As Mother Jones reported last week:
The bill would make it a Class A felony for a physician to perform an abortion, and a Class C felony to attempt to perform one, meaning that a doctor could face up to 99 year in prison for performing an abortion and up to 10 years in prison for attempting one. The text of the bill compares aborted fetuses to Jewish victims of the Holocaust, as well as to victims of several other historical mass murders.
The bill could send physicians to prison for performing abortions, but it would protect women who receive them from being held criminally culpable. On Tuesday, the state Senate voted against an amendment that would have allowed for exceptions in cases of rape and incest.
The bill is meant to challenge Roe v. Wade, the landmark 1974 Supreme Court ruling that affirmed a woman’s right to choose whether to have an abortion. When Sen. Rodger Smitherman (D) asked Sen. Clyde Chambliss (R) what the purpose of the bill was during Tuesday’s state Senate debate, Chambliss replied, “So that we can go directly to the Supreme Court to challenge Roe v. Wade.”
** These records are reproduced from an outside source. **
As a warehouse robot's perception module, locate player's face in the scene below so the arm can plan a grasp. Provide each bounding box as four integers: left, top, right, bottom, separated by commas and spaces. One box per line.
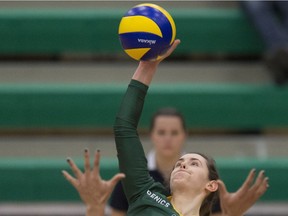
151, 115, 186, 157
170, 153, 209, 191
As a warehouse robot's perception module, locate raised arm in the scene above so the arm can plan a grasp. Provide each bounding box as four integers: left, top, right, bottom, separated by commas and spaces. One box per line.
114, 40, 180, 203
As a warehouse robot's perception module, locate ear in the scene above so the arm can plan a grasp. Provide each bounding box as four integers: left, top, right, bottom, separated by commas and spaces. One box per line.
205, 180, 218, 192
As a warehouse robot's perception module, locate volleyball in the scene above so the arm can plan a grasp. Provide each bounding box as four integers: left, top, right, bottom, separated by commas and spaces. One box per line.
118, 3, 176, 61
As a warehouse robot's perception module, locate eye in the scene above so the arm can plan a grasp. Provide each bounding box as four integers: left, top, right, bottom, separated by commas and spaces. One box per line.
157, 130, 165, 136
175, 162, 181, 167
191, 161, 199, 166
171, 130, 179, 136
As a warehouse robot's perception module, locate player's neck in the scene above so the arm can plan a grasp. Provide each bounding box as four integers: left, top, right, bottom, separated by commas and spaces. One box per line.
156, 153, 181, 180
171, 191, 203, 216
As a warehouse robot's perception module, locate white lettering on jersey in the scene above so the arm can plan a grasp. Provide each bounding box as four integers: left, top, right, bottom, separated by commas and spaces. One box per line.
147, 190, 170, 208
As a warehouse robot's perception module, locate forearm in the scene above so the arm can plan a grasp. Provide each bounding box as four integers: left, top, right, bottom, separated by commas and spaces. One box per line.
114, 79, 153, 202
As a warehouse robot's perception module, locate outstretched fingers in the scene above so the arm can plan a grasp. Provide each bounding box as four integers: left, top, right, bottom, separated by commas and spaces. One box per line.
217, 180, 228, 198
92, 149, 100, 177
238, 169, 256, 195
62, 170, 77, 187
84, 148, 90, 176
161, 39, 181, 61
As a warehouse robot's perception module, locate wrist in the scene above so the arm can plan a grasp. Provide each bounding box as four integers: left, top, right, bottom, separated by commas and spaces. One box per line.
86, 204, 105, 216
132, 61, 159, 86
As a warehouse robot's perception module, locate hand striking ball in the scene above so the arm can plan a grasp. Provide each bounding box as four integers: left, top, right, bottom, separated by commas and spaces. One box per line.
118, 3, 176, 61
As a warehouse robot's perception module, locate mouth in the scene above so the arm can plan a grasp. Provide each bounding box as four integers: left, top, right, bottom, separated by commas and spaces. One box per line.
176, 170, 191, 175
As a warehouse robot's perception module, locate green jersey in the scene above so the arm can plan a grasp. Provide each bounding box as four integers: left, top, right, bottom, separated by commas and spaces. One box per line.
114, 80, 180, 216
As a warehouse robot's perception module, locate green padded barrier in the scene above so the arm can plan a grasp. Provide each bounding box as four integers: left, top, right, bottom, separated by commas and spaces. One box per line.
0, 83, 288, 130
0, 8, 263, 55
0, 158, 288, 202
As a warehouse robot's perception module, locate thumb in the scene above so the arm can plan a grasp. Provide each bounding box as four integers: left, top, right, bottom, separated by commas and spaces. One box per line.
217, 180, 228, 197
110, 173, 125, 187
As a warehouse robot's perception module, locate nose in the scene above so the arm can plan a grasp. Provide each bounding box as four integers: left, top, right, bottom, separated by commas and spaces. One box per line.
180, 162, 186, 169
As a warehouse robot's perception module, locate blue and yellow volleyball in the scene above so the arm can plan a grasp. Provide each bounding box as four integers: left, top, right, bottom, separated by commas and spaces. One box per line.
118, 3, 176, 61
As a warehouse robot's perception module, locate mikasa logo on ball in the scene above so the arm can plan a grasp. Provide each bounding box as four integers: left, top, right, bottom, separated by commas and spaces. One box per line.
138, 38, 156, 45
118, 3, 176, 61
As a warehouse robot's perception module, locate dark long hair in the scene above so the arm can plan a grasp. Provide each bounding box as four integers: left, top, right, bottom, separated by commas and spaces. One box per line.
193, 152, 219, 216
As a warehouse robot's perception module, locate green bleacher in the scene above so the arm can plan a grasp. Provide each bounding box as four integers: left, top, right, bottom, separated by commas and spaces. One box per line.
0, 83, 288, 131
0, 157, 288, 202
0, 8, 288, 205
0, 8, 263, 56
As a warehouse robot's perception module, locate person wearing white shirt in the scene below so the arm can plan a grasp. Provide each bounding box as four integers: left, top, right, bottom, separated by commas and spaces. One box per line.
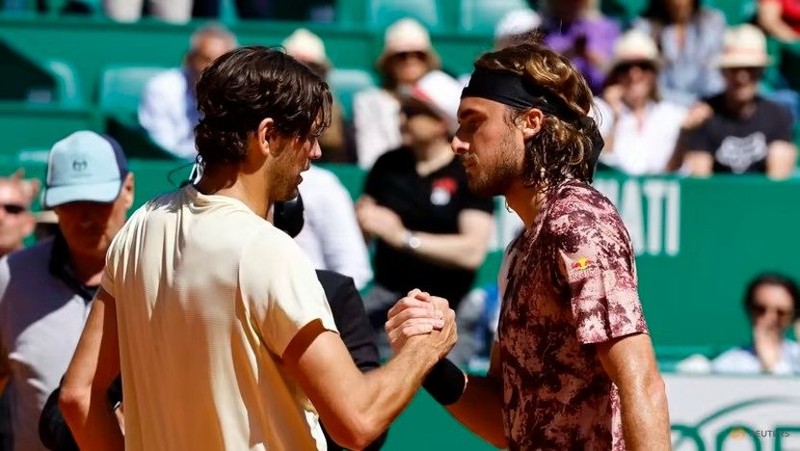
600, 31, 687, 175
353, 18, 440, 169
295, 165, 372, 290
139, 25, 237, 160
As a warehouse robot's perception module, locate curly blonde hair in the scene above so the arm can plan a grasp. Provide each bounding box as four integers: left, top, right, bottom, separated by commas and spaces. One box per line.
475, 35, 599, 189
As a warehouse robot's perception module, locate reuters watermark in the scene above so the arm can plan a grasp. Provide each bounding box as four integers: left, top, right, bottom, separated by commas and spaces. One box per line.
730, 428, 792, 440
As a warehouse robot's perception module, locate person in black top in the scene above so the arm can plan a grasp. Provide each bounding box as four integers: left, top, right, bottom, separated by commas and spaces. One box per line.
682, 25, 797, 179
356, 71, 494, 358
39, 196, 388, 451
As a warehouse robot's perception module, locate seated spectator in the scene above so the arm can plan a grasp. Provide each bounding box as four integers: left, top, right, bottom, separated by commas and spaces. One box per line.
683, 25, 797, 179
353, 19, 439, 169
634, 0, 725, 107
757, 0, 800, 42
0, 172, 39, 257
295, 165, 372, 290
356, 71, 494, 357
103, 0, 192, 24
494, 9, 542, 50
711, 274, 800, 374
283, 28, 357, 163
600, 30, 686, 175
540, 0, 620, 94
139, 25, 237, 160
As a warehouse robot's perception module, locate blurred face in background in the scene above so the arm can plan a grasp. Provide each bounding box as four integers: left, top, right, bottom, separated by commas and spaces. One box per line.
400, 99, 447, 147
749, 284, 795, 337
388, 50, 430, 86
186, 33, 235, 83
722, 67, 764, 104
616, 61, 656, 106
53, 174, 133, 257
0, 179, 35, 256
665, 0, 695, 23
547, 0, 592, 21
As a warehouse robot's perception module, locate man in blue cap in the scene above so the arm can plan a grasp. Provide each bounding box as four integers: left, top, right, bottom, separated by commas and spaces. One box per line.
0, 131, 133, 451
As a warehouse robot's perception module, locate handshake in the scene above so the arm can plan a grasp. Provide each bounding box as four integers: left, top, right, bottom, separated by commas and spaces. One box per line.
385, 288, 458, 361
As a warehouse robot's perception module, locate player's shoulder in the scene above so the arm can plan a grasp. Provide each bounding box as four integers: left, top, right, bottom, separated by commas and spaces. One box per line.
550, 180, 616, 218
548, 181, 624, 235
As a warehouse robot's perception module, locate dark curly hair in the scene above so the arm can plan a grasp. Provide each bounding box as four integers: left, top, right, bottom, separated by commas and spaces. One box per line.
475, 34, 600, 190
743, 272, 800, 320
195, 46, 332, 165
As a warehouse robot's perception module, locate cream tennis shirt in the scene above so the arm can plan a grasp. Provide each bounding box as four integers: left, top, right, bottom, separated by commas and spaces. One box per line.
102, 186, 336, 451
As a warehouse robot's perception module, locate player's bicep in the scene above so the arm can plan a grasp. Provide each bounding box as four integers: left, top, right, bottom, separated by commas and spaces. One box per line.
283, 321, 362, 438
557, 207, 647, 343
64, 288, 120, 392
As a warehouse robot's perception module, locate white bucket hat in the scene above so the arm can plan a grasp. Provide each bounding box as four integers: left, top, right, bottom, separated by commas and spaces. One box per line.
377, 18, 439, 69
716, 24, 771, 69
283, 28, 330, 67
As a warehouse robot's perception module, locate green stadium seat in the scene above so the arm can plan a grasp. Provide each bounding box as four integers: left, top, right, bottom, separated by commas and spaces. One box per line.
98, 65, 170, 114
703, 0, 758, 26
367, 0, 440, 30
460, 0, 529, 34
328, 68, 375, 119
42, 60, 83, 107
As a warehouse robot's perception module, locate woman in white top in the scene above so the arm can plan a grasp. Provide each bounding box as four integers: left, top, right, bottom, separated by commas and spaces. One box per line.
711, 274, 800, 375
353, 18, 440, 169
600, 31, 687, 175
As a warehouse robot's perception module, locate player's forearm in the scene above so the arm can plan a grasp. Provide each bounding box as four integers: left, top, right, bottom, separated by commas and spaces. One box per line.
59, 389, 125, 451
404, 232, 486, 269
620, 373, 671, 451
326, 348, 436, 449
447, 376, 508, 448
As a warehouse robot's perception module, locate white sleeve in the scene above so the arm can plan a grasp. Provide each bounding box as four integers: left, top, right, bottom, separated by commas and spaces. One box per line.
139, 76, 181, 150
304, 172, 372, 289
239, 230, 337, 356
353, 89, 400, 169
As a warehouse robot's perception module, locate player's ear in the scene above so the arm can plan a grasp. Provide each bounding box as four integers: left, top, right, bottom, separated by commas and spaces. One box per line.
520, 108, 544, 139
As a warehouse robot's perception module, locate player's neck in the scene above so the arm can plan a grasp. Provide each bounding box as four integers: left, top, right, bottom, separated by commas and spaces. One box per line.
195, 164, 270, 218
504, 181, 541, 227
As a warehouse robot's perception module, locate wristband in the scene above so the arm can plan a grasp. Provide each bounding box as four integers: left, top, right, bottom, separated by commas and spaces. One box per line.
422, 359, 467, 406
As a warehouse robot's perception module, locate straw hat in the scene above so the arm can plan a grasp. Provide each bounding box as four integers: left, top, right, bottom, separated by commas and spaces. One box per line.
494, 9, 542, 42
283, 28, 330, 66
409, 70, 462, 133
716, 24, 771, 69
611, 30, 659, 71
377, 18, 439, 68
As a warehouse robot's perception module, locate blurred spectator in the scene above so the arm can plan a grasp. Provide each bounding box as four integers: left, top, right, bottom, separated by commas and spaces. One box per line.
600, 30, 686, 175
356, 71, 494, 357
103, 0, 192, 24
494, 9, 542, 50
540, 0, 620, 94
711, 274, 800, 374
295, 165, 372, 290
682, 24, 797, 179
353, 19, 439, 169
33, 210, 58, 243
0, 172, 39, 257
757, 0, 800, 42
283, 28, 356, 163
0, 131, 133, 451
139, 25, 237, 160
192, 0, 278, 20
634, 0, 725, 107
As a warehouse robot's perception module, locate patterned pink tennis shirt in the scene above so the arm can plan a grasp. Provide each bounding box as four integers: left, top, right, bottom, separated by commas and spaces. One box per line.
498, 180, 648, 451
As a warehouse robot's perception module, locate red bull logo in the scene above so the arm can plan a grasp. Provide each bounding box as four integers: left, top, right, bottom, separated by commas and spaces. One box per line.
571, 257, 594, 271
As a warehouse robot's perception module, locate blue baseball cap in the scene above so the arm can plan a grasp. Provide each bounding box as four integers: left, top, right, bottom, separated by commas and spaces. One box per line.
44, 130, 128, 208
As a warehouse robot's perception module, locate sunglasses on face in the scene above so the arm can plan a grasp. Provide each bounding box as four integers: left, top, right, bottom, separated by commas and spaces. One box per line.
392, 51, 426, 61
750, 303, 794, 319
617, 61, 655, 73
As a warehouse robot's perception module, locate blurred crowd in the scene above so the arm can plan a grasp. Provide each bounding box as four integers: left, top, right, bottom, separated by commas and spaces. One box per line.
0, 0, 800, 450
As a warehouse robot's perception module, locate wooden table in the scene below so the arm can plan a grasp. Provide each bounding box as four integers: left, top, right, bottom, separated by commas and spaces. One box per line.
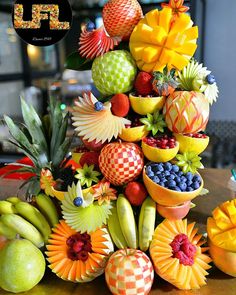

Alabama Democrats argued that the bill would lead women to pursue unsafe abortions, cause unnecessary strife to victims of rape and incest, and cost the state money by setting it up for a legal battle. When Smitherman brought up the risk of women dying from self-imposed abortions, Chambliss said, “I would hope no female would do that in the future.”
Supreme Court Justice Stephen Breyer hinted at the possibility of a reevaluation of Roe in his dissent for a case decided Monday, Franchise Tax Board of California v. Hyatt. “The majority has surrendered to the temptation to overrule Hall even though it is a well-reasoned decision that has caused no serious practical problems in the four decades since we decided it,” Breyer wrote, referring to the five conservative judges’ decision to overturn precedent in Monday’s ruling. Breyer cited Planned Parenthood of Southeastern Pennsylvania v. Casey, a 1992 Supreme Court decision that upheld Roe, as an example of another precedent now at risk, adding, “Today’s decision can only cause one to wonder which cases the Court will overrule next.”
Other states, such as Ohio and Georgia, have recently passed laws banning abortion after a fetal heartbeat is detected—usually at around six weeks’ gestation—but Alabama’s bill goes a step further by outlawing abortion entirely.
Reproductive rights activists have voiced their opposition to the bill, saying it would harm women. “These bans are blatantly unconstitutional and lawmakers know it—they just don’t care,” Staci Fox, CEO and president of Planned Parenthood Southeast, said in a statement. “Alabamians are just pawns in this political game to challenge access to safe, legal abortion nationally.”